Last Updated: 2008-02-18 20:59:01 UTC
by Kevin Liston (Version: 1)
I just got back from ShmooCon 2008 (http://www.shmoocon.org/) with a notebook full of scribbles and a wiki full of links. I recommend that companies of all sizes send people to their local security conventions in addition to the larger ones.
How to get the most out of the experience:
Don’t worry if the 1337 Hax0r next to you is looking at you like you’re from the media. Take notes; fill in gaps from the presenter’s power-point. Jot down: links and tools that they mention, concepts you don’t immediately understand, how it affects your workplace and ideas that their talk inspires.
Attend Random Talks
Having a solid plan of what you want to listen to is good. Throwing in a little chaos into the schedule is better. It’ll expose you to new things. I had an excellent example this weekend while attending Sethi and Bhalla’s presentation on Aspect Oriented Programming. I’m not a developer, but now I have something to talk to them about when I get back into the office.
Put the Talks Together
The concepts in each individual talk can be combined with other talks. Another example from this weekend, take Jay Beale’s talk on Client-side attacks with Josh Wright and Brad Antoniewicz’s talk on EAP exploitation to get a feel for the importance of client-side configuration management and security. Or take some lessons learned from Isaac Mathis’ talk on the cultural impacts on security and Matt Weir’s “Smarter Password Cracking” talk to build culture-specific dictionaries.
Bringing the Message Home
Take your notes, rewrite them so that they’re legible, add links to papers, tools, and other talks. List out the impacts to your organization. List out the to-dos in one place so you can track them.

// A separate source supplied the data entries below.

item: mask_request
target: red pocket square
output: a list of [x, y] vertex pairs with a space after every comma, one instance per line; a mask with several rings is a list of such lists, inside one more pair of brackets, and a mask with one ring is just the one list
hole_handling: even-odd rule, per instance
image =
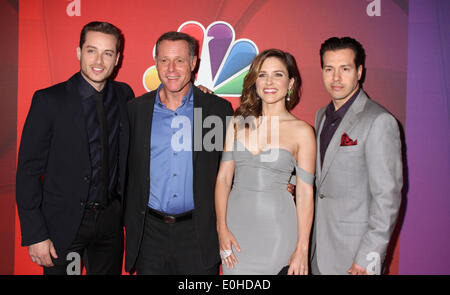
[[347, 133], [342, 134], [341, 137], [341, 146], [351, 146], [351, 145], [357, 145], [358, 140], [352, 140]]

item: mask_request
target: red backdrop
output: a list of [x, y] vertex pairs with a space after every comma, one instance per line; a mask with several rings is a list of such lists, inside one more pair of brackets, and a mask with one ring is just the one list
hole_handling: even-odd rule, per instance
[[[380, 9], [380, 15], [371, 16], [368, 6], [375, 12]], [[233, 27], [236, 39], [250, 39], [260, 51], [289, 51], [297, 59], [304, 83], [301, 102], [293, 113], [310, 124], [319, 107], [329, 102], [321, 81], [320, 44], [330, 36], [352, 36], [367, 53], [365, 90], [400, 122], [405, 121], [407, 1], [27, 0], [19, 2], [17, 146], [33, 92], [65, 81], [79, 70], [79, 33], [93, 20], [111, 22], [123, 31], [125, 49], [116, 80], [128, 83], [136, 95], [146, 91], [142, 77], [154, 64], [156, 39], [186, 21], [197, 21], [205, 28], [225, 21]], [[236, 103], [236, 98], [230, 100]], [[30, 261], [26, 248], [20, 247], [17, 216], [15, 228], [14, 273], [42, 273]], [[398, 272], [396, 241], [390, 273]]]

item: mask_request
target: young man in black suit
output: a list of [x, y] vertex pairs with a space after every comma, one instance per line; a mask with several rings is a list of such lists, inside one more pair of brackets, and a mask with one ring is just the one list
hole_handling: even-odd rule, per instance
[[122, 271], [126, 103], [134, 94], [110, 79], [121, 39], [112, 24], [87, 24], [77, 48], [80, 72], [33, 96], [16, 199], [22, 245], [44, 274], [67, 274], [73, 253], [87, 258], [87, 274]]
[[[136, 267], [138, 274], [219, 272], [214, 188], [226, 117], [233, 109], [191, 83], [196, 51], [189, 35], [162, 35], [155, 52], [161, 85], [128, 104], [126, 271]], [[215, 119], [214, 128], [205, 124], [208, 117]], [[214, 131], [217, 138], [211, 149], [204, 144]]]

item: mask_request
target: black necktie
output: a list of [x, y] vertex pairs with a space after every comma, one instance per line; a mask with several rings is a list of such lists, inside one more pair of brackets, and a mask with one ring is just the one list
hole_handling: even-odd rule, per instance
[[94, 95], [95, 102], [96, 102], [96, 108], [97, 108], [97, 116], [98, 121], [100, 125], [100, 143], [101, 143], [101, 155], [102, 155], [102, 168], [101, 168], [101, 175], [102, 175], [102, 192], [100, 192], [101, 195], [101, 202], [107, 202], [109, 201], [109, 141], [108, 141], [108, 124], [106, 123], [106, 115], [105, 115], [105, 108], [103, 105], [103, 94], [97, 93]]

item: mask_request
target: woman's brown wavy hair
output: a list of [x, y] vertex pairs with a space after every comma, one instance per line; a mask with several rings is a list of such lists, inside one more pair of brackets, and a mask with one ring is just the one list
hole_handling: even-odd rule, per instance
[[289, 96], [290, 99], [289, 101], [285, 100], [286, 109], [288, 111], [292, 110], [300, 101], [302, 78], [300, 77], [295, 58], [290, 53], [279, 49], [267, 49], [258, 54], [250, 65], [250, 70], [244, 78], [240, 105], [234, 112], [235, 117], [239, 116], [245, 119], [248, 116], [258, 118], [262, 115], [262, 102], [256, 93], [256, 79], [262, 64], [269, 57], [276, 57], [281, 60], [288, 70], [289, 79], [294, 78], [294, 85]]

Spend some time writing up some of the key-findings for management. Make recommendations for changes and new projects. This will make them feel better about the money they spent sending you.
At Defcon 14 (circa 2006) there was a talk on blackjacking. I took elements of that talk to influence the corporate Blackberry policy and get application white-listing added before the devices were widely deployed. I can only imagine how much help-desk work that step has saved, let alone the security incidents.
What if I can’t go?
Sometimes you can’t go. And you certainly can’t go to all of them. For big conventions that I can’t attend, I keep an eye on the blogs of people who did get to go, and I keep an eye on the presentations as they are published. Sometimes, the talks will appear on youtube or on the convention site itself. Take time to read through them, and follow the same process: take notes, identify impacts, record inspiration, and combine talks.